Maddy searches her mother’s office to find that all the files that she thought would have been meticulously kept are lacking any kind of actual diagnosis of SCID. She confronts her mother again, then runs outside of the house. Carla takes blood samples to a doctor that specializes in SCID and confirms that Maddy is, in fact, a healthy teenager, though her immune system is under-developed due to her mother’s actions. She spends the next few months working with the doctor on weekly check-ups and eventually leaves home to visit (and it’s implied she remains to live with) Olly, Kara, and their mother who left Olly’s father while he was at work one day.
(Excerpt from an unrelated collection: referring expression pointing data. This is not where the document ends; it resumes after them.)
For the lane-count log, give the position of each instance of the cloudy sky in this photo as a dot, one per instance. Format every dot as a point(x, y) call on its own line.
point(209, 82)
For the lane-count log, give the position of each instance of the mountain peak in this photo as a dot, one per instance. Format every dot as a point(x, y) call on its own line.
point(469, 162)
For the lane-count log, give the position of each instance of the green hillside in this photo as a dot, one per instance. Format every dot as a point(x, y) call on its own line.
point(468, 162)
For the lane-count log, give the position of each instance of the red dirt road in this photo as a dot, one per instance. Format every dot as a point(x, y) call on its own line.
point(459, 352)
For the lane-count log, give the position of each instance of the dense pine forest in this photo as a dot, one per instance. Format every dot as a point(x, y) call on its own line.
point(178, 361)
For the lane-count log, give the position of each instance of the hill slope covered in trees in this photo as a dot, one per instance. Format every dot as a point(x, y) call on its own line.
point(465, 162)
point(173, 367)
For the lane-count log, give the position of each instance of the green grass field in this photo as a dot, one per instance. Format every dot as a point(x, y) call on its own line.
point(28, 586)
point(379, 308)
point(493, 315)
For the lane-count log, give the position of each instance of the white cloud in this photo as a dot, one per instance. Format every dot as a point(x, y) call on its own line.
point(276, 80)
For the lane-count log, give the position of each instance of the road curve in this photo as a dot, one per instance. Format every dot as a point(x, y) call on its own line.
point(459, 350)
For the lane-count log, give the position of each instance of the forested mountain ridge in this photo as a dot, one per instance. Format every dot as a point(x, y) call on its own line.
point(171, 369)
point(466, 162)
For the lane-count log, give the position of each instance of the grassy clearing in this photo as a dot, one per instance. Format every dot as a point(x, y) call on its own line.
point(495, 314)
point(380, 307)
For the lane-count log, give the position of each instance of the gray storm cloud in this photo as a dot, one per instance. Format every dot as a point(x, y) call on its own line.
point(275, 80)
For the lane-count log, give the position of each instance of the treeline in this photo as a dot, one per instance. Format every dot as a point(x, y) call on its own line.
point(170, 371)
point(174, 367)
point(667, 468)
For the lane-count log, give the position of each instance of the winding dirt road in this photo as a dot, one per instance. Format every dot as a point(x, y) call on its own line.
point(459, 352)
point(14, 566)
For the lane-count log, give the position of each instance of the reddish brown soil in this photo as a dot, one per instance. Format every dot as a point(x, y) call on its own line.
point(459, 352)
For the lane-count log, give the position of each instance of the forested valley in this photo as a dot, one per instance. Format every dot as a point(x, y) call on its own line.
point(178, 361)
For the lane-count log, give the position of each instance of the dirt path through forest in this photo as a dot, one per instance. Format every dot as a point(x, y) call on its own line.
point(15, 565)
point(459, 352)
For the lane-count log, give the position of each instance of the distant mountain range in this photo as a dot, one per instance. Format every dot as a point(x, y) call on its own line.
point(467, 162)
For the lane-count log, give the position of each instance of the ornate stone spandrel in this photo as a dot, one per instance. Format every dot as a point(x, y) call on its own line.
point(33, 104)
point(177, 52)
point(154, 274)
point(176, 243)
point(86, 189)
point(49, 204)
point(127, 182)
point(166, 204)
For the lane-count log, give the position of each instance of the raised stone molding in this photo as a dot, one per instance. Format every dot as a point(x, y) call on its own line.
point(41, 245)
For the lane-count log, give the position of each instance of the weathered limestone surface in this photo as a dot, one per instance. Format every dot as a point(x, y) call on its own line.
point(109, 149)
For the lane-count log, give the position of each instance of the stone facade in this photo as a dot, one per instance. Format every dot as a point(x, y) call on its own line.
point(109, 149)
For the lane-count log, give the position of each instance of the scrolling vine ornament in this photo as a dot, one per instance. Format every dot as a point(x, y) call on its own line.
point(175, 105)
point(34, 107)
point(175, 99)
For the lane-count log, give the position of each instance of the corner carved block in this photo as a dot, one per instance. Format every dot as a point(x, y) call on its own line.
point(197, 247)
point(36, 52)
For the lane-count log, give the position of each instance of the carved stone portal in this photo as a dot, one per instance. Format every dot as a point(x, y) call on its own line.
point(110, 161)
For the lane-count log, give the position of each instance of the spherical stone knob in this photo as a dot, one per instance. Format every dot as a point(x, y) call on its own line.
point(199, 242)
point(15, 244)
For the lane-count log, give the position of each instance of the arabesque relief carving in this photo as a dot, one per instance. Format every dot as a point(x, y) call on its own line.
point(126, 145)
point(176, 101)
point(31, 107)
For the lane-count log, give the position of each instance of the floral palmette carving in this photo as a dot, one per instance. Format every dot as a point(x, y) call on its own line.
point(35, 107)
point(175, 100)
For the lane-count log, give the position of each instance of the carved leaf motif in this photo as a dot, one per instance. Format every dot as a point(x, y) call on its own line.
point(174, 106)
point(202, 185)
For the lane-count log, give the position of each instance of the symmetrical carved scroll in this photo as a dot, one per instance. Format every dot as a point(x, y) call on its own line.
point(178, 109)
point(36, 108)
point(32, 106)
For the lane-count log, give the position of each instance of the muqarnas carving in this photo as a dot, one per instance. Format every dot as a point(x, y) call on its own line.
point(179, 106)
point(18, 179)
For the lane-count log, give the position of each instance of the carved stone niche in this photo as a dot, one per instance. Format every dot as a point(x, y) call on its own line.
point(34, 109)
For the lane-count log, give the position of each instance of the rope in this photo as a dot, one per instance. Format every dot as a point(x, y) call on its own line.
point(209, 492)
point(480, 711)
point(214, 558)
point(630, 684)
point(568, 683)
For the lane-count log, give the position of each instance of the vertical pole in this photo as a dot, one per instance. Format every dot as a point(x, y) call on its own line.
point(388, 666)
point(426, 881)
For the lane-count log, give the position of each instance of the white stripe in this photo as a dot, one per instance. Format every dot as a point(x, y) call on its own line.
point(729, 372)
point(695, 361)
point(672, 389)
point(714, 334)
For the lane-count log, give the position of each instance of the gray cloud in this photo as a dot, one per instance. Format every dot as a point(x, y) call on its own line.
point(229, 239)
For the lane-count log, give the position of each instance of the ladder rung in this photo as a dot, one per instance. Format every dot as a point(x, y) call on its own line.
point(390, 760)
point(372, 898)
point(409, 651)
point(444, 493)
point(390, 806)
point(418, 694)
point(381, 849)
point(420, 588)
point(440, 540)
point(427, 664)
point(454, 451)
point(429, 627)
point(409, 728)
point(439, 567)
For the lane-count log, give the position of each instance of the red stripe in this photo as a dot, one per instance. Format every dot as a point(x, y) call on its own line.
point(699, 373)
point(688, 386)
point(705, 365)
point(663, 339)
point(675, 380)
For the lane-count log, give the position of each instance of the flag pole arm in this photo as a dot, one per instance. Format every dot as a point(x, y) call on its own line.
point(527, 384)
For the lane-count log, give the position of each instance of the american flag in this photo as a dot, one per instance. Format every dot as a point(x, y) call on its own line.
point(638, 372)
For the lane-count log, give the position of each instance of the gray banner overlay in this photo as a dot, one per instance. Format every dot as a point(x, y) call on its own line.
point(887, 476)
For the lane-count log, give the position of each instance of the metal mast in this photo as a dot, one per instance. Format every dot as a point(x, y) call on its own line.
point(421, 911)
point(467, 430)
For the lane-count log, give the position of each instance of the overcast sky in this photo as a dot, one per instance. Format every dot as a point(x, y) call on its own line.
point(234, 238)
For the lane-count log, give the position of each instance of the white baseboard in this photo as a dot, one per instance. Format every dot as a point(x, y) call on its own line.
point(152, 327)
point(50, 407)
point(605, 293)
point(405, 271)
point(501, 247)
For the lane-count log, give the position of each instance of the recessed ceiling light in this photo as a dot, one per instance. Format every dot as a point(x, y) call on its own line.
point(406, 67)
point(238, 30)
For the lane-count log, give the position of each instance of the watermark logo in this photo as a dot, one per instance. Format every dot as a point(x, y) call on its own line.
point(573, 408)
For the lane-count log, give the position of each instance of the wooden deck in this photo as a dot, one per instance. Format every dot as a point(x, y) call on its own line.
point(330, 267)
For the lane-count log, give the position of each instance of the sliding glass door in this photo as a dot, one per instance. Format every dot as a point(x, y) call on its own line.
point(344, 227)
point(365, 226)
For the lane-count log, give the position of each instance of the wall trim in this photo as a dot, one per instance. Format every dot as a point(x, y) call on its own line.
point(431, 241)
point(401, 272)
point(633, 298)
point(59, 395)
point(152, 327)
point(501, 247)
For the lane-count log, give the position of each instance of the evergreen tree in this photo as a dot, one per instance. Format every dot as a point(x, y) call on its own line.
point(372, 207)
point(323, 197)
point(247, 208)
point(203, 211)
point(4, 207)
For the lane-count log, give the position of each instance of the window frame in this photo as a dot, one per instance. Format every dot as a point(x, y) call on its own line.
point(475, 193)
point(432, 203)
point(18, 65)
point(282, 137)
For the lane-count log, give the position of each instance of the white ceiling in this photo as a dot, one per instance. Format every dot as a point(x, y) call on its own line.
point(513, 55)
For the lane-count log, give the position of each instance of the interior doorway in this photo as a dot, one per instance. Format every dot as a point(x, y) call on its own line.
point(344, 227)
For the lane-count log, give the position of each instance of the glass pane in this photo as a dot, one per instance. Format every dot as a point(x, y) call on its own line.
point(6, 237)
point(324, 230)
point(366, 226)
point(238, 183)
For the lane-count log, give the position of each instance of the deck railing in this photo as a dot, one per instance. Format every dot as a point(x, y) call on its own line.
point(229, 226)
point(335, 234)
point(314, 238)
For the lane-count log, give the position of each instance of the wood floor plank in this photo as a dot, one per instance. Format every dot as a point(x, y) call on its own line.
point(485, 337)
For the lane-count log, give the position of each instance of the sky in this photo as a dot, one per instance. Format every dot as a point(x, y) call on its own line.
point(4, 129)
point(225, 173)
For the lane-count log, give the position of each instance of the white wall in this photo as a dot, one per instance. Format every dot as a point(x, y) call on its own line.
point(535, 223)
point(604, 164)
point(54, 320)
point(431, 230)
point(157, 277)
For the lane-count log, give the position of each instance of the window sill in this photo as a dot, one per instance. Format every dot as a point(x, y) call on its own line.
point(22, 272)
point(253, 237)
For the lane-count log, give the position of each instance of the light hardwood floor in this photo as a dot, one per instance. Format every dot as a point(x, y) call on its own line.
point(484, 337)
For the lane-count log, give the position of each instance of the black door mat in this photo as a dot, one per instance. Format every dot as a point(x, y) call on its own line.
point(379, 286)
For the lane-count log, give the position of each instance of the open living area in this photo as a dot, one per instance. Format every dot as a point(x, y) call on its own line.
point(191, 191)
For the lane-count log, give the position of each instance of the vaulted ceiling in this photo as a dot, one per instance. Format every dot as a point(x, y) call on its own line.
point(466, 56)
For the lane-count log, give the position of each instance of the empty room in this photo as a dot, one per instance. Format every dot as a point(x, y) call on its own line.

Honestly, the book was a good read, though I’d spoiled it for myself by guessing about the illness being made up. While as stated above, I have no first-hand knowledge about SCIDs, I’ve seen several reviews noting about portrayal of the disease being less than accurate. The underlying plot of taking a risk is the best thing for you to do and love conquers all, I feel that Everything, Everything didn’t really live up to the hype that I was expecting. The novel holds its own as a cute love story, but I wouldn’t use it for any sort of representation beyond the diversity of the character cast.

Everything, Everything was made into a movie in 2016, so I might go back and watch the movie now that I’ve read the book. All in all, read this book if you want a cute teenage romance, but please recognize that portrayals may not be accurate.